Übliche IC-Spannungsregler sind selten für hohe Eingangsspannungen geeignet. Und wenn doch, sind es keine "Low-Drop"-Typen.
Dabei geht es mit einem Verarmungs-Mosfet und einem billigen Operationsverstärker ganz einfach. Bei geringen Stabilitätsanforderungen mit nur drei Bauteilen:
An R1 liegt die erforderliche G-S-Spannung - weil es ein Verarmungstyp ist, ist G negativer als S. Der eingeprägte Strom fällt an R2 ab und am Ausgang ist die Summe beider Spannungen relativ niederohmig abgreifbar.

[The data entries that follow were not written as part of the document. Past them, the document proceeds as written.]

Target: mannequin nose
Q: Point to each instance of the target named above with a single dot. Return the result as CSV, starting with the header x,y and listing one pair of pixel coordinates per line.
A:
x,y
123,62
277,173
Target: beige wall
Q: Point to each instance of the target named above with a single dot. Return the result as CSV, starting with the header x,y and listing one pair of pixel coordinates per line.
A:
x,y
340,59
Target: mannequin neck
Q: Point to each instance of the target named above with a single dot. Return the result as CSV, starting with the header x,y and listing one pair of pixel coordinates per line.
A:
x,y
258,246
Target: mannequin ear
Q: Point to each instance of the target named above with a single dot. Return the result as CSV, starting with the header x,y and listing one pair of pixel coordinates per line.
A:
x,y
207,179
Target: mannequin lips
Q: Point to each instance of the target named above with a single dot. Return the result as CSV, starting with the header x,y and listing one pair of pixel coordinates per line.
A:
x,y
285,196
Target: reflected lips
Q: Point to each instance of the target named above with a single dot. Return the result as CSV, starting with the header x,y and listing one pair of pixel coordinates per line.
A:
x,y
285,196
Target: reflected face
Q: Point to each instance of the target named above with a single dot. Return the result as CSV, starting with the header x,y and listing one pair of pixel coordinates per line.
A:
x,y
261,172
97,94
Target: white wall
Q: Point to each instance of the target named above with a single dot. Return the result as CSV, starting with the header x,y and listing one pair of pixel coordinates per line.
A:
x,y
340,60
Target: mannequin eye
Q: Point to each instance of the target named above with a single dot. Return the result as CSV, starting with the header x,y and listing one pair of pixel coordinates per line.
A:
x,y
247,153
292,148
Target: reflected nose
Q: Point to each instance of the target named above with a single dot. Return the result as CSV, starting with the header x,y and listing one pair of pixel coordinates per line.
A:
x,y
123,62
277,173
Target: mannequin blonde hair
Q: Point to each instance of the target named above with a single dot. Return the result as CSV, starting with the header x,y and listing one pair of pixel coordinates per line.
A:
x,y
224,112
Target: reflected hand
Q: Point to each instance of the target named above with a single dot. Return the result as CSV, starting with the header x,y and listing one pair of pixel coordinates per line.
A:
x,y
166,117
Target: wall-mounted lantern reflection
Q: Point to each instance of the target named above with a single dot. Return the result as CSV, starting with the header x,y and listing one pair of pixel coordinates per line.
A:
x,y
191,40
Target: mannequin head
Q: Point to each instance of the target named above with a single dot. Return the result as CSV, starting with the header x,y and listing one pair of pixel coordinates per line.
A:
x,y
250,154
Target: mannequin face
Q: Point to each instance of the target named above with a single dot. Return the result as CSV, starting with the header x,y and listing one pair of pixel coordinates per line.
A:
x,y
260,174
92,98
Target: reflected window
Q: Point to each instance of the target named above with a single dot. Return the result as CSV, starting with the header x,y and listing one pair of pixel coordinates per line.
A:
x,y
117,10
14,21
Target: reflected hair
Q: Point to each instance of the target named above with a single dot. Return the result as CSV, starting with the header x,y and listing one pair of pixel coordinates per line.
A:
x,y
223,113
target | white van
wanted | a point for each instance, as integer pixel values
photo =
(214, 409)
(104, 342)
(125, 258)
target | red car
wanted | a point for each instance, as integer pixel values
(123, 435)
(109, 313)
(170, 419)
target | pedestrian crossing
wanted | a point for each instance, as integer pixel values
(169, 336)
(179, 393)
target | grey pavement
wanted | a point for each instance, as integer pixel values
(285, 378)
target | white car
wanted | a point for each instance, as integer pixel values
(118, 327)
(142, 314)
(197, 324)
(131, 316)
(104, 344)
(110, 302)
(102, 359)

Wegen der großen Streuung der G-S-Schwellenspannung (1:2 bis 1:3 je nach FET) muß man denSpannungsteiler ausmessen bzw. ein Poti einbauen.
Für bessere Stabilität kann man auch regeln. Hier ist eine (alte, verbesserungsfähige) Schaltung als Anregung:
Als Entkopplung und weil der Ausgang des TLC272 nicht bis +Ub treibt, habe ich den Teiler R1-R2 eingebaut.
C3 hält über die D-G-Kapazität des FETs eingekoppelte Störungen vom Operationsverstärker fern, reduziert aber den Phasenrand. Das wiederum korrigiert C8.
Die LED mit R3 ist Betriebsspannungsanzeige und Referenzspannung. Kann man auch hochohmiger machen, denn eine LED hat einen schärferen "Knick" als die meisten Z-Dioden.
Verbesserungsmöglichkeiten: mit einem aktuellen Rail-Rail-Verstärker wie dem LMV321 (358/324) usw. kann man wahrscheinlich auf R1, R2, C3, C8 verzichten und den FET direkt ansteuern.